Is meat good or bad for me?
Michael Mosley investigates the evidence behind some of the claims we hear about in the media. Are some things really ‘all bad’ or ‘all good’?
This time, Michael talks to two leading experts who have different opinions on how much is too much when it comes to eating meat.
What’s the debate?
Meat is an excellent source of protein and vital nutrients, including iron and vitamin B12. But in October 2015 the World Health Organisation classified processed meat as a ‘definite’ carcinogen. And red meat as a ‘probable’ carcinogen. This was largely based on evidence for bowel cancer.
The current UK guidelines advise that we don’t exceed 70g of red and processed meat per day. But should we really banish the bacon? Or is a moderate amount of red and processed meat not only safe - but also an essential part of a balanced and nutritious diet?
Professor Robert Pickard is Emeritus Professor of Neurobiology at the University of Cardiff.
He is a former Director General of the British Nutrition Foundation and a member of the Meat Advisory Panel. He believes that moderate consumption of red and processed meat is not damaging to health. And that we should all eat at least some meat in order to get the nutrients we need.
He points out that in studies, vegetarians tend to have similar rates of colon cancer to regular meat-eaters, so believes that the links between red meat and disease are very much unproven. He does agree, though, that processed meat is different, and may contain carcinogenic chemicals.
He adds that we have evolved over many millions of years to eat meat, and that it is an important source of nutrients – particularly of protein for growing children and the over 65s, whose digestion becomes less efficient, leaving them at risk of protein deficiency.

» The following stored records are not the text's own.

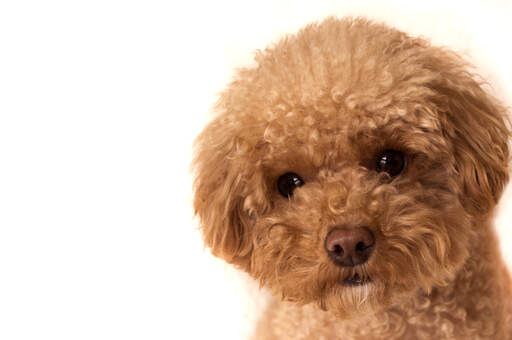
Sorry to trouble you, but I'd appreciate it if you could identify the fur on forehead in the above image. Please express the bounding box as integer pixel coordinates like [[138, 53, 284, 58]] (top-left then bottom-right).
[[217, 18, 452, 163]]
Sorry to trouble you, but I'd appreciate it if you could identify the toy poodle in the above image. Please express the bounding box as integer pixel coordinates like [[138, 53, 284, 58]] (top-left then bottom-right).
[[193, 18, 512, 340]]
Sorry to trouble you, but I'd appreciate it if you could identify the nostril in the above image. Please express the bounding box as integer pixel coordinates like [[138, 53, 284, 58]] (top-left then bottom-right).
[[332, 244, 343, 256], [356, 242, 366, 252], [324, 226, 375, 267]]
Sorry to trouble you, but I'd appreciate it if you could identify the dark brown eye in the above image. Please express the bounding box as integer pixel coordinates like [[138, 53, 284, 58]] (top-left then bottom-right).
[[277, 172, 304, 197], [376, 150, 406, 177]]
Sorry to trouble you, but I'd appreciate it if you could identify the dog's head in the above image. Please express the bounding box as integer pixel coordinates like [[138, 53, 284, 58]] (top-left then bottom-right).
[[194, 18, 509, 316]]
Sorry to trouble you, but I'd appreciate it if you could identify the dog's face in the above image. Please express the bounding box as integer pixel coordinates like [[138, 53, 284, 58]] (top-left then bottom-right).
[[194, 19, 509, 317]]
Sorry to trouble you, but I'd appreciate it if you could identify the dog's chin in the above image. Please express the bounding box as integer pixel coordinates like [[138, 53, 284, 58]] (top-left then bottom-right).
[[319, 274, 390, 319]]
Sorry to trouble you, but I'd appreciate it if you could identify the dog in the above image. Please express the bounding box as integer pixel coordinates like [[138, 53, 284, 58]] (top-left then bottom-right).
[[193, 17, 512, 340]]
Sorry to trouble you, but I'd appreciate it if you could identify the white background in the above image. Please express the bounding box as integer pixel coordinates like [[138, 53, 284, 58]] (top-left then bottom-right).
[[0, 0, 512, 339]]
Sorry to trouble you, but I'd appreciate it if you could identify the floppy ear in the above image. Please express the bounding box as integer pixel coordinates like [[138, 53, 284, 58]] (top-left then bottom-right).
[[193, 117, 266, 268], [436, 60, 511, 214]]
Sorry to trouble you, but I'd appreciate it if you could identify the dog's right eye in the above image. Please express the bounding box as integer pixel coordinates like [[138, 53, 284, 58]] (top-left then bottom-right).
[[277, 172, 304, 198]]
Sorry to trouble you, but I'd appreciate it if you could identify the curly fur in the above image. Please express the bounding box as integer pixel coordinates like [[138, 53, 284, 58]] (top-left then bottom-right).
[[194, 18, 512, 340]]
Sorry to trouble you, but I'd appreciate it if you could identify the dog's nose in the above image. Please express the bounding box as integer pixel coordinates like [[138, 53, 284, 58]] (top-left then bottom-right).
[[325, 227, 375, 267]]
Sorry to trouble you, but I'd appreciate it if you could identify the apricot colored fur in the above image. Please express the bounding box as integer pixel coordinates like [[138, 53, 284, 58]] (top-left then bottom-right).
[[194, 18, 512, 340]]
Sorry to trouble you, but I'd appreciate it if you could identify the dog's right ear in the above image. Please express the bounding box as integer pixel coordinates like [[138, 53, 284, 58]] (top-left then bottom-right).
[[193, 117, 266, 268]]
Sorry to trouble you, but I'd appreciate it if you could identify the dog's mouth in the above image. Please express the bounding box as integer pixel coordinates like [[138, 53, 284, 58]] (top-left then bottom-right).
[[343, 273, 371, 286]]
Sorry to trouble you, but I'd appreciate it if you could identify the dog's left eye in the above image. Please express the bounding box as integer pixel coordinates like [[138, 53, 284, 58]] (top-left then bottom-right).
[[377, 150, 405, 177], [277, 172, 304, 198]]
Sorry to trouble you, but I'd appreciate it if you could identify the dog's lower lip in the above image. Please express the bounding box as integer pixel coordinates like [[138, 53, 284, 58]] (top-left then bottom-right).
[[343, 273, 371, 286]]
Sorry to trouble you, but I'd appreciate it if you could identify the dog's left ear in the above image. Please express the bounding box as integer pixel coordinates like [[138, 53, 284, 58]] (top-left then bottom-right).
[[435, 59, 511, 214]]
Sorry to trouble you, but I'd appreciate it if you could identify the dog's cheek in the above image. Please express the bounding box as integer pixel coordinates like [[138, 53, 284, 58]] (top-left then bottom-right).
[[375, 194, 471, 292]]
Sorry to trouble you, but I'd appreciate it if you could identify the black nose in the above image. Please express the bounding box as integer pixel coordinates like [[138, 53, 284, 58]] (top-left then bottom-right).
[[325, 227, 375, 267]]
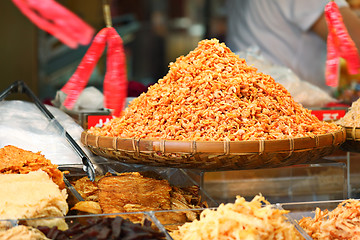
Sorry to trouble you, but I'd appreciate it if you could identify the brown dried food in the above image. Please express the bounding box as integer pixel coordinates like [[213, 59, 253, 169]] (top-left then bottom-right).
[[0, 145, 65, 189]]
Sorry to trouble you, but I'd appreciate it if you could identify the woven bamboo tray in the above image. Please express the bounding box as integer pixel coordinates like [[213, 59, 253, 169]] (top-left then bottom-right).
[[81, 128, 346, 171], [340, 127, 360, 152]]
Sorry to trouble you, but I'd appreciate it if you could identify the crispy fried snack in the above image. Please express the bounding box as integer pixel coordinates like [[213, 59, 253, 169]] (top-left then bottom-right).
[[0, 145, 65, 189]]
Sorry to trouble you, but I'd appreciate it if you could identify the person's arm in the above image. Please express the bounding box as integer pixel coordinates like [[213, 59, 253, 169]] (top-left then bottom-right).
[[311, 7, 360, 52]]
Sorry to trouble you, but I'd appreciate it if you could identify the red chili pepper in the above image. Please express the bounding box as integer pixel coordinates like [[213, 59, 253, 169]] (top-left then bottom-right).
[[325, 1, 360, 81], [12, 0, 94, 48], [104, 27, 127, 116], [61, 28, 109, 109]]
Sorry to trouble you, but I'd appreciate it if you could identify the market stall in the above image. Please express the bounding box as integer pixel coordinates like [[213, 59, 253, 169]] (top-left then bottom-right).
[[0, 1, 360, 240]]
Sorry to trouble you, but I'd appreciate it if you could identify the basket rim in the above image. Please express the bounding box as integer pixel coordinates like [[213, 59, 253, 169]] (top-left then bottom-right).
[[81, 126, 346, 155]]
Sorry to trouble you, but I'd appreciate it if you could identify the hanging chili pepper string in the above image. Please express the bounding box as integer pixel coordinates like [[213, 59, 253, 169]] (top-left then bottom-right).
[[12, 0, 94, 48], [61, 28, 109, 109], [104, 27, 127, 116], [325, 1, 360, 83]]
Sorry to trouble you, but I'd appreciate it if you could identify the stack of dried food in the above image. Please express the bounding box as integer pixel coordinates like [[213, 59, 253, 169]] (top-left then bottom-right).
[[336, 98, 360, 128], [0, 170, 68, 230], [171, 196, 302, 240], [0, 145, 65, 189], [72, 172, 207, 227], [89, 39, 340, 141], [38, 217, 165, 240], [299, 199, 360, 240]]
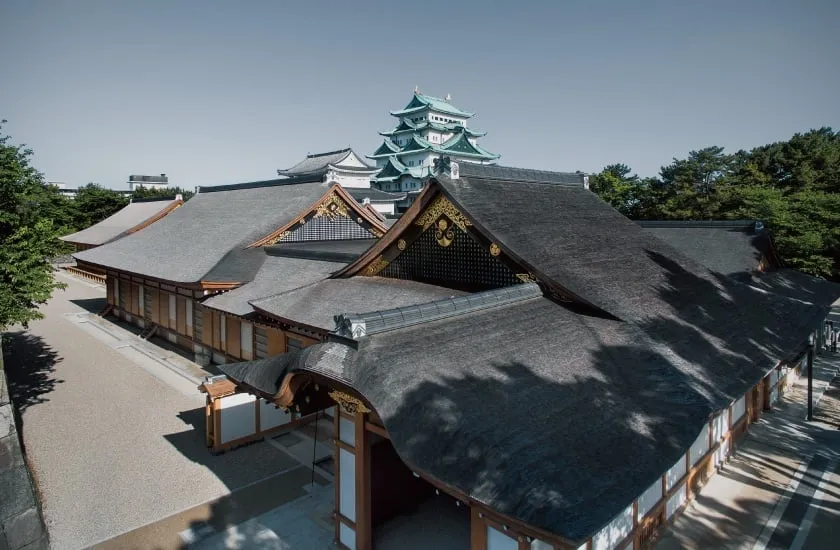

Dr Valter Longo is Professor in Gerontology at the University of Southern California.
He specialises in the mechanisms of ageing, and how we might adapt them to prevent diseases such as cancer. He has recently published research suggesting that middle aged people who eat a high protein diet, especially from meat, are at four-fold greater risk of cancer.
He suggests that proteins, particularly those from meat (and especially red meat), have an effect on growth factors within our bodies which can accelerate aging and the onset of age-related diseases. He points out that people who eat high amounts of protein tend to have an increased risk of death and disease comparable to those who smoke.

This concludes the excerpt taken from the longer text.